Anche al netto della soddisfazione che – non cercherò di negarlo – grondiamo, questo piccolo festival dedicato al grande esule irlandese sta diventando un affare serio. Nato otto anni fa dall’intuizione dell’Associazione DD-Project – che proprio quest’anno ha ripreso a celebrarlo con un evento che unisce l’arte di Joyce al dadaismo attraverso le visioni dell’artista siciliano Guglielmo Manenti (la mostra è ancora visitabile al Bar-libreria Knulp, a due passi dal Museo Joyce) – il Bloomsday triestino è giunto alla settima edizione sviluppando armoniosamente alcune caratteristiche che lo rendono unico: la vocazione alla divulgazione più ampia (che non significa mai banalizzazione o riduzione della complessità: chi ha seguito quest’anno le conferenze del già ricordato Edoardo Camurri, o quella di apertura, l’appassionante viaggio di Piero Boitani lungo tre millenni di Ulisse, lo sa); l’attenzione per l’arte figurativa e per i giovani talenti (rappresentati in questa occasione dal giovane ma affermato Capobianco “Ufocinque”, ma anche dai ragazzi che hanno preso parte al progetto Siiiiirene Comics sviluppato assieme ai colleghi di “Artefatto” e con l’aiuto dell’Accademia del fumetto); senza dimenticare una mai negata vocazione festaiola.
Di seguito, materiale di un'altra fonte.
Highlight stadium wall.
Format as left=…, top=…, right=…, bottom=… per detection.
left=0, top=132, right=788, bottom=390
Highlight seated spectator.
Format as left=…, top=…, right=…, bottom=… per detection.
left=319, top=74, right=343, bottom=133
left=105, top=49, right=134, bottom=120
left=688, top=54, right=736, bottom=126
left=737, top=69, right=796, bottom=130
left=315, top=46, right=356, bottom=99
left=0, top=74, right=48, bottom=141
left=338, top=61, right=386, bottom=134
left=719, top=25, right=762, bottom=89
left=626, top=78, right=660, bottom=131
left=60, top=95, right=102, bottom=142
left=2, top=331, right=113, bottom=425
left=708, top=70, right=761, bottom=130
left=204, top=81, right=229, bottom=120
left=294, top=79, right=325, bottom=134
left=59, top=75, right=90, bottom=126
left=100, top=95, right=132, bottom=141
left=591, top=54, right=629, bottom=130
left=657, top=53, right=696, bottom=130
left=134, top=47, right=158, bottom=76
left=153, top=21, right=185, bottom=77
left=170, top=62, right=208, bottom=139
Ma è tipica e distintiva del Bloomsday triestino anche la volontà di esplorare, di volta in volta, un singolo episodio dell’Ulisse: l’edizione 2016, ad esempio, è stata incentrata sull’undicesimo capitolo del libro, Sirene, sicché una gran parte degli eventi è stata progettata e realizzata in modo da rappresentarne un’illustrazione o un’espansione, un approfondimento o un’interpretazione.

Sulle Sirene di Ulisse hanno lavorato gli storici partner del Bloomsday Art&Zan con la compagnia dell’Armonia, mettendolo in scena in due appuntamenti organizzati sulla pubblica via, ma anche, appunto, gli artisti figurativi. A Sirene hanno dedicato i loro sforzi i già citati “Fathers of Western Thought” che per l’appuntamento triestino hanno prodotto dieci canzoni nuove di zecca, che vanno ad aggiungersi al loro impressionante repertorio joyciano, ma anche la citata Maria Sanchez Puyade, fondatrice dell’associazione “Liberarti” e autrice di una coinvolgente installazione intitolata Mermaid’s Song, dove accettare un bicchiere di vino può portarti a incontrare le voci delle sirene che, come quelle dell’Omaggio a Joyce di Luciano Berio, intrecciano le loro voci ma, a differenza di quelle, che parlavano italiano, inglese e francese, qui parlano italiano, sloveno, greco e spagnolo (anche questa installazione si può visitare presso Liberarti, in piazza Barbacan, fino all’8 luglio almeno). Senza dimenticare le sirene più joyciane di tutte, miss Kennedy e miss Douce, le cameriere dell’Ormond Bar di Dublino, che affiorano anche nell’intenso quadro di De’ tuoni, spettacolo scritto e interpretato da Diana Höbel, ispirato ai ricordi di uno degli allievi triestini di Joyce, Dario De Tuoni, appunto, e alla terribile fobia dei tuoni e dei temporali di cui lo scrittore irlandese sofferse per tutta la vita. E senza tralasciare che anche la rappresentazione del gruppo “Stolen Words” guidata da Pino Roveredo, di grande impatto, ha tratto spunto per le sue libere improvvisazioni dalla medesima situazione.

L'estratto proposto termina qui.